Nous n'avons trouvé aucun travail scientifique portant de façon spécifique sur les représentations des situations de handicap au Congo. Cette étude, première sur ce thème, acquiert donc un caractère de précurseur ou d'éclaireur, pouvant servir de base à d'autres qui s'intéresseront au même sujet dans le même contexte.

En plus du questionnement et des enjeux qui viennent d'être explicités, notre étude a pour principaux objectifs de :

  • Sensibiliser et attirer l'attention des pouvoirs publics, des associations et des autres membres de la société congolaise sur les questions (identité, statut, insertion...) du handicap, et sur les nombreuses difficultés auxquelles sont confrontées quotidiennement les personnes atteintes d'une déficience.
  • Analyser et saisir la perception et les attitudes des hommes "valides" face aux hommes ayant des handicaps, afin de repérer les images et les représentations qui président au processus de socialisation de ces derniers au sein de la communauté nationale.
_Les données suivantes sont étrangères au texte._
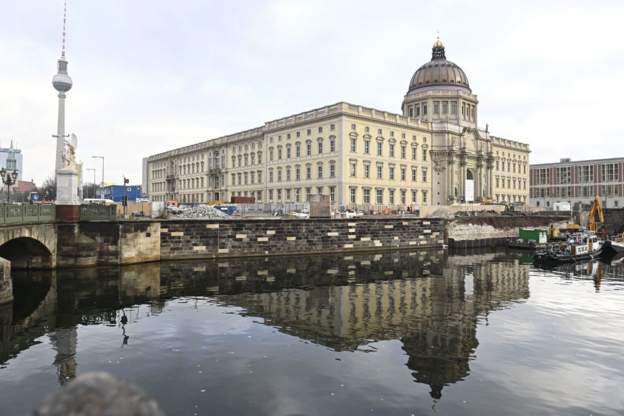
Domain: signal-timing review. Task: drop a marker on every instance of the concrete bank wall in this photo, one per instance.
(107, 243)
(494, 231)
(188, 239)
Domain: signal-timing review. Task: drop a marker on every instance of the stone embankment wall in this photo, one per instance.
(107, 243)
(494, 231)
(188, 239)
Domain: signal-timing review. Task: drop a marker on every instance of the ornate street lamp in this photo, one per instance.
(9, 178)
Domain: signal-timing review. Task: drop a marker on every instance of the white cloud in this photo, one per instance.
(149, 76)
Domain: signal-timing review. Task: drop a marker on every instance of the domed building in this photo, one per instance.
(469, 164)
(432, 154)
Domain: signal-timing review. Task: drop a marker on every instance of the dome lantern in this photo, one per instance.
(439, 72)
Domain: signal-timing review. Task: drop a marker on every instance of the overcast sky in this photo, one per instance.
(150, 75)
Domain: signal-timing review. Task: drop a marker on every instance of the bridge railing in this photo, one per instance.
(90, 212)
(21, 214)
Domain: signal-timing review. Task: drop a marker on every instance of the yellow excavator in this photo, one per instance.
(596, 209)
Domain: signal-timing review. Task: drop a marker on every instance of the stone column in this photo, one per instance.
(6, 284)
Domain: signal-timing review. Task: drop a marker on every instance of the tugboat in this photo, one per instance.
(582, 246)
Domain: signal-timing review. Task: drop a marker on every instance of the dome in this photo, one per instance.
(439, 71)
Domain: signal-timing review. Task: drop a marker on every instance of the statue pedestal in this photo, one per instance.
(67, 201)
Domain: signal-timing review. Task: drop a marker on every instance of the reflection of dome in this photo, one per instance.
(439, 71)
(61, 81)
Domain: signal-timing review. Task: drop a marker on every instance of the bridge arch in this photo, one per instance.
(25, 246)
(29, 246)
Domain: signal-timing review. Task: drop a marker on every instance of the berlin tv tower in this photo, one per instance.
(62, 83)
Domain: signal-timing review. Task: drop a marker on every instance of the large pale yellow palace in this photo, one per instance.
(432, 154)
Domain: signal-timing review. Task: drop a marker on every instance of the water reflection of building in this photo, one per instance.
(428, 301)
(435, 317)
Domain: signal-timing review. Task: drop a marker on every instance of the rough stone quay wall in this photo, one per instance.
(494, 231)
(187, 239)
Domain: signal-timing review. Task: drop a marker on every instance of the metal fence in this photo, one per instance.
(26, 214)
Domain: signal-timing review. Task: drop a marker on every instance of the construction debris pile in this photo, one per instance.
(199, 211)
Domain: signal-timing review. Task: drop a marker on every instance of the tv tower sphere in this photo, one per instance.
(62, 81)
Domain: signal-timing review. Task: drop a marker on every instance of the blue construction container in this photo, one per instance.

Les représentations dont il est ici question, sont plus précisément prises en compte à la fois comme ancrages, traverses et moteurs des attitudes et des comportements des différents citoyens impliqués ou non dans les situations de handicaps ou d'inadaptations.
  • Contribuer à la lutte contre l'exclusion, la marginalisation, le mépris, la stigmatisation de l'homme ayant un handicap, en suscitant une prise de conscience de la communauté face à la différence qu'impose l'état de la personne frappée par une déficience physique, sensorielle ou mentale.
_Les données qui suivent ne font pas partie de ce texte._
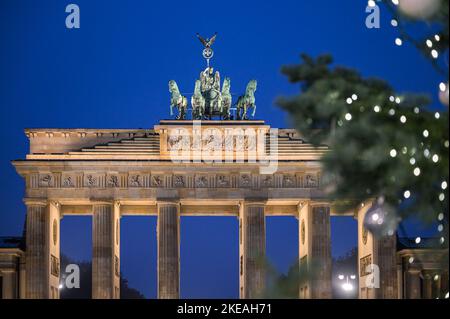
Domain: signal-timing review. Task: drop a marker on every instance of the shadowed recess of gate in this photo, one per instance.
(138, 252)
(76, 247)
(209, 257)
(281, 242)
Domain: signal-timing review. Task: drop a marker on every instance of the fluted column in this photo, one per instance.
(377, 261)
(315, 250)
(252, 249)
(427, 286)
(168, 234)
(43, 250)
(106, 251)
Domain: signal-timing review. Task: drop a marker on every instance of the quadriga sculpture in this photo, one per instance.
(177, 100)
(226, 99)
(198, 102)
(247, 101)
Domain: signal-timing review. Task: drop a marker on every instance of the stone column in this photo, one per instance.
(377, 262)
(252, 249)
(315, 250)
(427, 286)
(43, 250)
(168, 234)
(106, 251)
(413, 284)
(436, 286)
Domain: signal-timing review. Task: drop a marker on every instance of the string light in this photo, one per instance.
(435, 158)
(434, 54)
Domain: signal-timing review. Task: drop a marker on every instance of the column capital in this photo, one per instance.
(102, 202)
(168, 202)
(254, 202)
(319, 204)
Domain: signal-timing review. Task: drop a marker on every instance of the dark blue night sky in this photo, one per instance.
(113, 73)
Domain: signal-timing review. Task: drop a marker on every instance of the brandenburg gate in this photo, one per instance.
(231, 166)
Il est vrai que l'état ou la situation d'un organisme déficient suscite la peur, l'angoisse, l'évitement. Les expressions dévalorisantes (comme le terme kikata) qui mettent l'accent sur les faiblesses des personnes handicapées, occultent les potentialités et les aptitudes que détiennent ces personnes. Le but est donc de rendre possible un nouveau regard, afin de parvenir à l'égalité des chances et de donner à ces personnes la possibilité de s'épanouir à tous les niveaux de la société, tout en jouissant de l'ensemble de leurs droits fondamentaux comme les autres citoyens.

  • Participer à la promotion des personnes en situation de handicaps, en vue de leur réadaptation ou de leur insertion socio-professionnelle adéquate, dans une société où les tabous, les barrières économiques et socio-culturelles sont autant de freins dans la marche vers l'intégration sociale des groupes vulnérables et défavorisés.